図1に示すように、環境温度センサ473は、吸気口452の近傍に配置される。画像表示装置500の内部には、外部の空気の外部の空気の流路を適正に形成するための冷却構造が構成されている。例えば冷却構造は、ダクト等の空気を誘導するための任意の部材を用いることで実現される。また各機構の位置や、各機構に空気を通す開口や孔等を形成すること等により、任意の冷却構造を実現することが可能である。

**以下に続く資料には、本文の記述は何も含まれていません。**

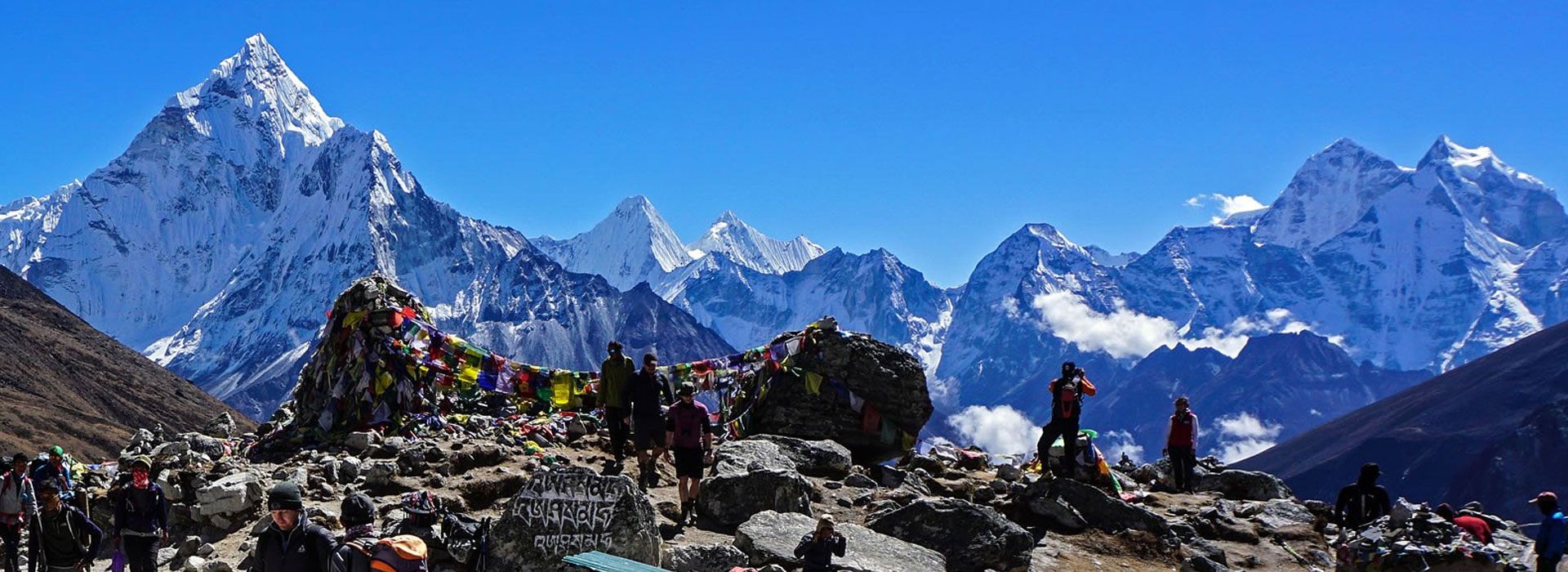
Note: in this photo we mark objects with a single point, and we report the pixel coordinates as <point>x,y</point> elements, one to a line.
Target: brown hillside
<point>65,382</point>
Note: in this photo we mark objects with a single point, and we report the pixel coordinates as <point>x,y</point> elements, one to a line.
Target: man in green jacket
<point>613,375</point>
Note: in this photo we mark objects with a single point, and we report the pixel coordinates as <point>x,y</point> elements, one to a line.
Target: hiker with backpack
<point>1549,541</point>
<point>359,534</point>
<point>291,543</point>
<point>141,517</point>
<point>1067,408</point>
<point>63,538</point>
<point>615,373</point>
<point>1474,527</point>
<point>56,469</point>
<point>690,438</point>
<point>1181,444</point>
<point>817,549</point>
<point>16,507</point>
<point>648,394</point>
<point>1365,500</point>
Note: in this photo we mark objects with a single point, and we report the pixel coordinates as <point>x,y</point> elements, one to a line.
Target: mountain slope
<point>74,386</point>
<point>629,247</point>
<point>872,293</point>
<point>235,217</point>
<point>748,247</point>
<point>1490,430</point>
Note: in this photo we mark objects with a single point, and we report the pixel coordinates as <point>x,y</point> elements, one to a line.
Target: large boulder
<point>746,455</point>
<point>814,458</point>
<point>229,495</point>
<point>1245,485</point>
<point>734,497</point>
<point>770,538</point>
<point>974,538</point>
<point>705,558</point>
<point>1098,510</point>
<point>857,372</point>
<point>569,512</point>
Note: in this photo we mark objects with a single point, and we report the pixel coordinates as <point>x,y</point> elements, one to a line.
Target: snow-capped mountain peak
<point>1445,150</point>
<point>259,83</point>
<point>751,248</point>
<point>629,247</point>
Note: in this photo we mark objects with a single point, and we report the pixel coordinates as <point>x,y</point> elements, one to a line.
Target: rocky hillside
<point>1493,431</point>
<point>66,382</point>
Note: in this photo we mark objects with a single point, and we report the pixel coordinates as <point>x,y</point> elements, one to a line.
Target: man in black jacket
<point>817,549</point>
<point>291,544</point>
<point>648,394</point>
<point>57,544</point>
<point>1363,502</point>
<point>141,517</point>
<point>359,534</point>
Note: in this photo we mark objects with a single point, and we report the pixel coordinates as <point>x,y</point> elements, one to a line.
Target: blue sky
<point>930,131</point>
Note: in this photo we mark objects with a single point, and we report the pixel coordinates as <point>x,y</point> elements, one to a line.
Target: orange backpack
<point>399,553</point>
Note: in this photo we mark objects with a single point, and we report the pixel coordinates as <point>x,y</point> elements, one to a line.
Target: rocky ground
<point>927,513</point>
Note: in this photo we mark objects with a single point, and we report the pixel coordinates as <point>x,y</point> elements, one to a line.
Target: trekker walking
<point>1181,444</point>
<point>1067,408</point>
<point>292,544</point>
<point>1365,500</point>
<point>692,440</point>
<point>1552,534</point>
<point>141,517</point>
<point>56,471</point>
<point>817,549</point>
<point>615,373</point>
<point>63,538</point>
<point>359,534</point>
<point>647,395</point>
<point>1474,527</point>
<point>18,507</point>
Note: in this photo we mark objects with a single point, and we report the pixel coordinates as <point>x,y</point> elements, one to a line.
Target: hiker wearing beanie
<point>63,538</point>
<point>1067,408</point>
<point>291,543</point>
<point>817,549</point>
<point>56,471</point>
<point>359,534</point>
<point>16,507</point>
<point>1474,527</point>
<point>647,395</point>
<point>1181,444</point>
<point>141,517</point>
<point>692,438</point>
<point>1554,532</point>
<point>1365,500</point>
<point>615,373</point>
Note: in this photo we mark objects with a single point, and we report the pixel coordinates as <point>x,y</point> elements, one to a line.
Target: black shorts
<point>648,435</point>
<point>688,463</point>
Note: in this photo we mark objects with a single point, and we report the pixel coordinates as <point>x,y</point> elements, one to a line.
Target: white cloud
<point>1242,436</point>
<point>1123,333</point>
<point>1227,204</point>
<point>998,430</point>
<point>1117,442</point>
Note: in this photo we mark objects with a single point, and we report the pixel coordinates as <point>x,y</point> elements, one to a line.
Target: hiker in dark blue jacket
<point>647,394</point>
<point>63,539</point>
<point>1549,541</point>
<point>817,549</point>
<point>141,517</point>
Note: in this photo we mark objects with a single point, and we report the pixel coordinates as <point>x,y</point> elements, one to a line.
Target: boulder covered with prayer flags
<point>833,384</point>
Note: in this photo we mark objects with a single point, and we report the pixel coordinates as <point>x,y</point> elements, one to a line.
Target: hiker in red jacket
<point>1181,445</point>
<point>1474,527</point>
<point>690,436</point>
<point>1067,406</point>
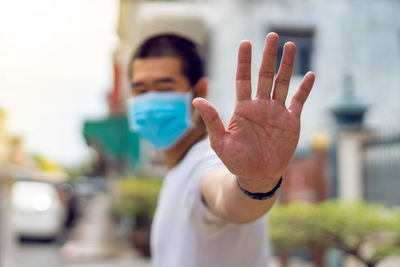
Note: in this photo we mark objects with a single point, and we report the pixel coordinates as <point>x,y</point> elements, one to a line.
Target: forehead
<point>156,67</point>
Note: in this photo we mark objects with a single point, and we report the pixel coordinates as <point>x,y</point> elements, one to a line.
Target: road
<point>47,254</point>
<point>37,254</point>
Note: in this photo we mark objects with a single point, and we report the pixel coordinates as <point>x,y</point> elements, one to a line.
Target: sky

環境温度センサ473は、吸気口452の近傍の、冷却構造により形成された外部の空気の流路上に配置される。これにより外部の温度を高い精度で検出することが可能である。もちろん環境温度センサ473が配置される位置は限定されず、外部の温度を検出可能な任意の位置が選択されてよい。例えば筐体部450の外側に環境温度センサ473が配置され、外部の温度が検出されてもよい。環境温度センサ473により検出される外部温度は、第3の検出結果に相当する。
[光源部の制御]
図7は、光源制御部491による光源部100の制御の概要を説明するための模式的なグラフである。図7Aに示すように、複数のレーザ光源13に供給される光源電流を一定に維持する。そうすると、レーザ光源13の経年劣化により、光源輝度が低下するとともに、光源温度が上昇する。例えば光源輝度の低下分、及び光源温度の上昇分を、光源劣化分と見做すことが可能である。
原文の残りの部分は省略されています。